Search code examples
javanode.jsxquerymarklogic

Makrlogic using QBE - Matching Array Items


I am trying to create a just matches of an array without to use the brute force to exclude the other possible records:

JSON 1:

{
   "lastNames":["smith", "val", "zuul"]
}

JSON 2:

{
   "lastNames":["smith"]
}

based on the previous JSON, I just need to retrieve the 2nd JSON based on the next QBE

{ "$query": {"lastNames": ["smith"]} }

which is going to retrieve the 2 documents, and Marklogic documentation also indicates the same.

please check https://docs.marklogic.com/guide/search-dev/qbe#id_16310 - Matching Array Items

The brute force approach will look like:

{
   "$query":{
      "$and":{
         "lastNames":[
            "smith"
         ]
      },
      "$not":{
         "lastNames":[
            "val"
         ]
      },
      "$not":{
         "lastNames":[
            "zuul"
         ]
      }
   }
}

as you see we need to know the values to be excluded.

Is there any other approach using QBE or Node or Java or XQuery to avoid to use the brute force approach?


Solution

  • Short answer: QBE cannot match any exact document structure including an array structure.

    Context: QBE executes against the MarkLogic universal index and range indexes.

    On JSON documents, the MarkLogic universal index contains property names and atomic values:

    • each object provides a bag of indexed names
    • each array contributes to a bag of multiple values
    • each atomic value is indexed

    Matching against indexes is important for performance and scale.

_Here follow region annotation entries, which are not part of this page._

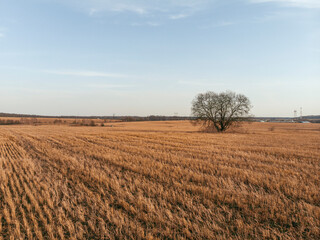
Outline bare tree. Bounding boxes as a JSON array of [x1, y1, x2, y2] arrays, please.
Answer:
[[191, 91, 251, 132]]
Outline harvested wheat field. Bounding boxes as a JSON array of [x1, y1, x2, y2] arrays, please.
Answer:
[[0, 122, 320, 239]]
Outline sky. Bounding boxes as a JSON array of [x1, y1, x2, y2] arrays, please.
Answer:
[[0, 0, 320, 117]]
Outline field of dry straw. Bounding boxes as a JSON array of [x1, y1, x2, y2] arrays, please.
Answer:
[[0, 122, 320, 239]]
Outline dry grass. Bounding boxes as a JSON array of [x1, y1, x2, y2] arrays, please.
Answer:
[[0, 122, 320, 239]]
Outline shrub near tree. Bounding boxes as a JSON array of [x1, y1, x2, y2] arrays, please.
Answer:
[[191, 91, 252, 132]]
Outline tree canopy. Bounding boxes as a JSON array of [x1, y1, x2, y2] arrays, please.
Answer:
[[191, 91, 251, 132]]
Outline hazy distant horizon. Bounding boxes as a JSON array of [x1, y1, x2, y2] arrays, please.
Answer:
[[0, 0, 320, 117]]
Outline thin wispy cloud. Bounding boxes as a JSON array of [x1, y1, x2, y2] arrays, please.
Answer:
[[87, 83, 132, 89], [56, 0, 212, 20], [43, 70, 129, 78], [131, 22, 161, 27], [200, 21, 238, 29], [169, 13, 190, 20], [249, 0, 320, 8]]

    To put it the other way, inspecting the actual structure of every document instead of the indexes projected from the documents would be impractical for almost any production database.

    Some alternatives:

    • Inspect the matched documents to eliminate the false positives (preferably in SJS on the enode)
    • Materialize the concatenation of the array items with a _ separator character in the document as a property used only in queries.
    • Solve the problem with TDE and the Optic API.

    Expanding on the last alternative:

    • TDE could concatenate the array items as a value in a single-column view.
    • Or, TDE could project each array item as a separate row and the query could group on the document fragment id, sample the row, filter out groups where the count is > 1, and join the documents

    Hoping that's useful,